Engineer by trade, Padilla holds an interest in infrastructure issues; as evidenced by his appointment to chairing a Senate committee on immigration. But his prison experience also plays a vital role in his desire to see voting rights protected, in addition to other topics brought before the Democratic Caucus like power grid reliability.
Rocha and Gonzalez-Munoz had two associates who recently got out of prison together allege they carried out directives from Padilla from their shared maximum-security cell at Pelican Bay to steal drug tax money from local dealers, among other orders from Padilla.
Friday at 2300 Arena in South Philadelphia will feature Victor Padilla from Peltz Boxing Promotions taking on Romain Tomas as the main event on an eight-bout card with six rounds each bout in a nod to old Philadelphia boxing days.
Members of the Mexican Mafia prison gang “get out on the street” following federal racketeering convictions with an expectation to control drug territory, but two men, Ralph Rocha and Rafael Gonzalez-Munoz encroached on senior member’s territory and Los Angeles County prosecutors designated these actions as potentially fatal for these two.
Their offense was conducting business with an alleged rival of Jacques “Jocko” Padilla, an Azusa gang leader currently serving time at Corcoran State Prison for murder.

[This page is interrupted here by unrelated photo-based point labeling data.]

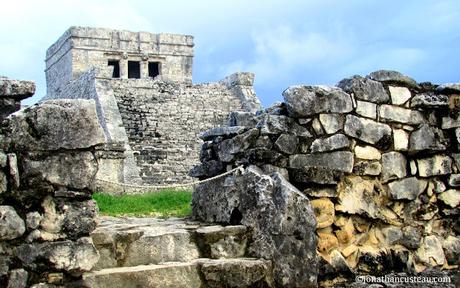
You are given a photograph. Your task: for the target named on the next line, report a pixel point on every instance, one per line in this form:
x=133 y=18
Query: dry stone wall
x=48 y=162
x=378 y=158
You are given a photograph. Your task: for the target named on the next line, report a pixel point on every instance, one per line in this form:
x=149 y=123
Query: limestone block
x=287 y=143
x=393 y=166
x=450 y=88
x=398 y=114
x=435 y=165
x=75 y=170
x=431 y=101
x=412 y=237
x=427 y=138
x=399 y=95
x=269 y=206
x=11 y=225
x=430 y=251
x=408 y=188
x=400 y=140
x=278 y=124
x=366 y=109
x=324 y=212
x=304 y=101
x=334 y=142
x=221 y=131
x=451 y=246
x=228 y=148
x=392 y=235
x=368 y=131
x=450 y=197
x=331 y=122
x=18 y=278
x=57 y=124
x=367 y=153
x=367 y=168
x=338 y=161
x=388 y=76
x=365 y=89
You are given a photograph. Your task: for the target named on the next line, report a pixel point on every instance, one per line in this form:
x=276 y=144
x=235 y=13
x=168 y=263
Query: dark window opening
x=154 y=69
x=116 y=68
x=134 y=69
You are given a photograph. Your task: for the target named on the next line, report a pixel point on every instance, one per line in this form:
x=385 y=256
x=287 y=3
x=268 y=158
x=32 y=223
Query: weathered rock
x=392 y=77
x=318 y=175
x=269 y=169
x=398 y=114
x=287 y=143
x=408 y=188
x=324 y=212
x=368 y=131
x=56 y=124
x=321 y=192
x=304 y=101
x=366 y=109
x=367 y=153
x=331 y=122
x=430 y=251
x=450 y=197
x=18 y=278
x=392 y=235
x=338 y=161
x=412 y=237
x=449 y=88
x=206 y=169
x=33 y=220
x=73 y=256
x=367 y=168
x=244 y=119
x=334 y=142
x=280 y=217
x=237 y=273
x=11 y=225
x=3 y=182
x=427 y=138
x=451 y=247
x=218 y=242
x=430 y=101
x=274 y=124
x=221 y=131
x=75 y=170
x=14 y=170
x=454 y=180
x=435 y=165
x=355 y=196
x=399 y=95
x=365 y=89
x=230 y=147
x=393 y=166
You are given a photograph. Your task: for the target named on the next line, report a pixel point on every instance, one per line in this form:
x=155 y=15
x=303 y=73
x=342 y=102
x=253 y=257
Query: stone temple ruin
x=336 y=183
x=149 y=109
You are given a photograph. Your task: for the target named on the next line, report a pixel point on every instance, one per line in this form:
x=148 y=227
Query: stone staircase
x=151 y=252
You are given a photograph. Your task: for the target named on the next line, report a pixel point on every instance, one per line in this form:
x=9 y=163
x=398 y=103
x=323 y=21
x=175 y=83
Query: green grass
x=166 y=203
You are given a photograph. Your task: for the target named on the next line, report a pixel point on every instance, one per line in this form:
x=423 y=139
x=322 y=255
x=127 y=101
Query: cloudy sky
x=283 y=42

Jocko’s wife Maria Llantada in La Puente solicited members to kill them and then issued an assassination order from jail; but the New York court held that Maria Llantada could sign the habeas corpus petition since she had an established attorney-client relationship with Padilla; further ruling that as she had strong attorney-client relations with Padilla she should sign the habeas corpus petition in her role as well as physical custody of Padilla she should respondent to it all.